Se me tivessem dito isto há uns anos acharia possível mas ainda bem que só sabemos o futuro depois de o ter vivido.

Os Tobias Catatuas têm uma casa nova

2.6.16

O Isaac e o Nicolau tinham uns animais de peluche que serviam de objecto de conforto, sobretudo o do Isaac. O do mais velho era um cão e o do mais novo um gato. O cão do Isaac viveu várias aventuras e há dois anos ficou perdido num hotel em Bali. Nesse ano, o Pai Natal encontrou-o, quando passou pela Indonésia (deve ter feito um enorme desvio, coitado!), e trouxe-o. O Isaac chorou de alegria agarrado ao cão.
Entretanto, voltamos a perder o cão, e também o gato, num hotel em Same, que fica a 35 Km de Díli, ou seja, a quatro horas de distância, ou mais. Portanto o cão ficou lá para sempre. Quer dizer, o Isaac ainda acredita que ele vai voltar.
Depois disso, passamos numa loja do Timor Plaza com um caixote enorme cheio de bonecos e o Nicolau pediu-nos um. Perante a nossa recusa lembrou-nos que a culpa de terem perdido os outros era nossa. Usou argumentos bastante plausíveis, até, mas toda a gente sabe que não há nada como a culpa para conseguirem coisas que não interessam para nada.
Lá vieram para casa, cada qual com o seu bicho: um leão para o Isaac e um transgénico para o Nicolau. Chamam-se os dois Tobias Catatuas, não faço ideia porquê, e é o Isaac que brinca com os dois, porque o Nicolau, o que queria muito, muito ter um boneco novo, afinal, não quer saber dele para nada. E isso diz mesmo muito sobre a personalidade deles.
Da mesma forma que o processo de construção daquela casa diz muito sobre a minha, mas isso fica para um outro dia.
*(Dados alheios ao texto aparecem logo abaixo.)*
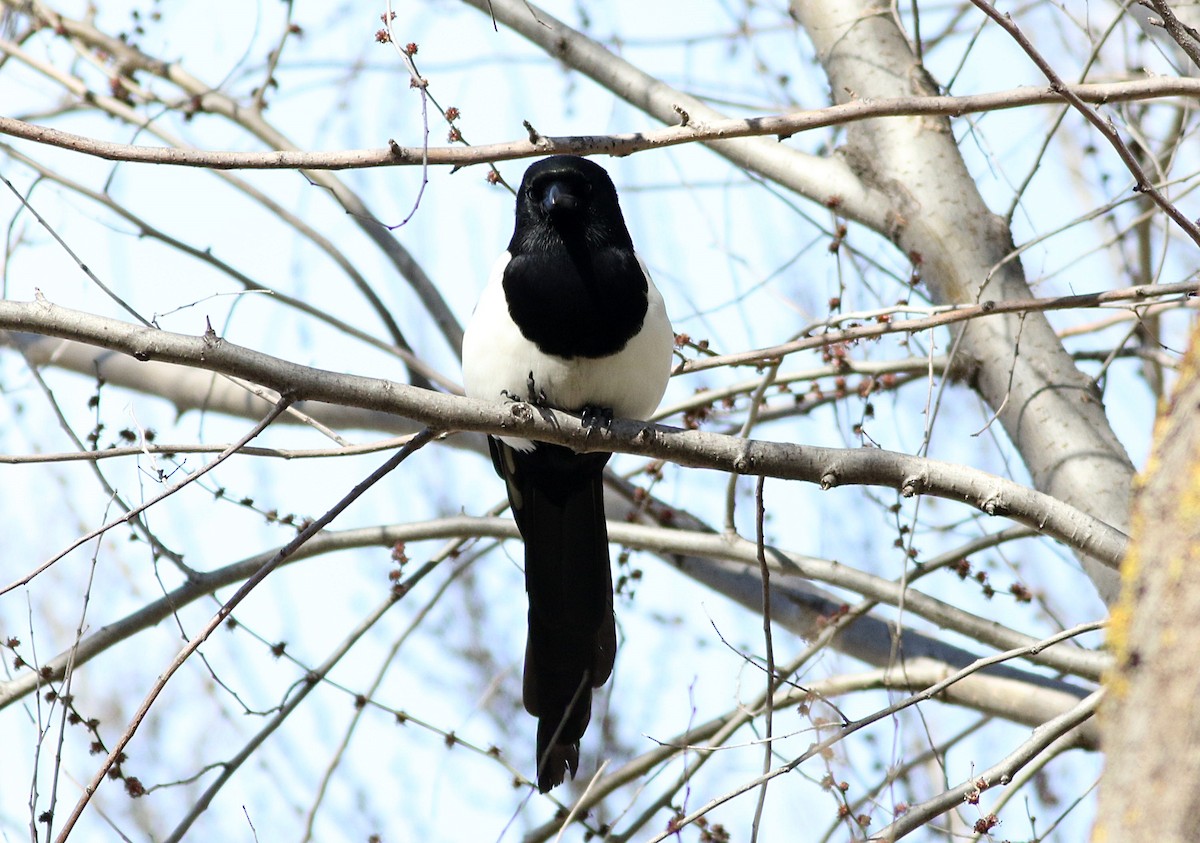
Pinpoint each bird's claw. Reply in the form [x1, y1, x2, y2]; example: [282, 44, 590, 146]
[581, 404, 614, 435]
[526, 371, 549, 407]
[500, 373, 548, 407]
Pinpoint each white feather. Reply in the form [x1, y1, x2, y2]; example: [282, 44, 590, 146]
[462, 251, 673, 452]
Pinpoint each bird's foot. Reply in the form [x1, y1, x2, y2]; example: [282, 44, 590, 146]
[526, 371, 549, 407]
[500, 373, 549, 407]
[581, 404, 614, 435]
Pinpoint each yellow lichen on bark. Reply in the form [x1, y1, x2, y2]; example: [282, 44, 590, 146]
[1094, 318, 1200, 842]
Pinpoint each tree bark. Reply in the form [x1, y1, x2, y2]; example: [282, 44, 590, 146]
[1094, 319, 1200, 841]
[790, 0, 1133, 602]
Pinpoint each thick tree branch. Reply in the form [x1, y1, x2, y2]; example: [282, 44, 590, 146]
[532, 657, 1098, 842]
[0, 297, 1129, 569]
[10, 278, 1193, 431]
[6, 282, 1191, 446]
[792, 0, 1136, 604]
[1095, 320, 1200, 838]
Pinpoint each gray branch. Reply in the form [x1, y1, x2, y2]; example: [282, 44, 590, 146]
[0, 297, 1129, 567]
[791, 0, 1134, 602]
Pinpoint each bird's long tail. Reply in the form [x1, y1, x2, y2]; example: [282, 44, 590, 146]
[493, 440, 616, 792]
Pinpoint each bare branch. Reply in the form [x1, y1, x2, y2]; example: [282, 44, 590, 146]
[679, 280, 1199, 375]
[0, 297, 1129, 567]
[0, 516, 1105, 714]
[970, 0, 1200, 248]
[0, 436, 418, 465]
[51, 429, 437, 843]
[869, 690, 1104, 840]
[0, 77, 1195, 170]
[1142, 0, 1200, 70]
Nós, as mães normais (num dia normal de 2011)

31.5.16

Temos os espelho sujos; tiramos fotografias desfocadas, porque há mãos pequeninas a pedir-nos colo, e outras escuras, porque as divisões da casa não têm todas a mesma luz. Nós, as mães normais, e grávidas, gostamos de fatos-de-treino (sim, FATOS-DE-TREINO e não me venham com merdas que há uns anos ninguém ousaria sair à noite de chinelos de dedo e de repente as havaianas passaram a fazer parte dos outfits mais cool), mais do que isso, precisamos deles como os piolhos de cabeças humanas. Nós, as mães normais não temos, sempre, lençóis a condizer com edredons e cobertores; toalhas de mesa bordadas e outras coisas que tais. Nós, as mães normais temos pijamas ridículos.
E para mostrar isso mesmo acordei um dia destes (na segunda-feira passada) com a ideia fixa de registar o dia com imagens. A ideia era clicar de hora em hora estivesse eu a fazer o que estivesse, mas essa parte não se revelou fácil, porque me esquecia de confirmar as horas. Por isso, fui fotografando algumas das rotinas diárias sem grande preocupação com o relógio. O dia acabou por se revelar atípico, porque a Bea não esteve em casa (estava excepcionalmente com o pai num dia da semana), o Isaac não fez cocó e o Jaime não trabalhou nessa tarde. Ainda assim decidi que devia publicá-lo, por nós, as mães normais. Podem vê-lo aqui.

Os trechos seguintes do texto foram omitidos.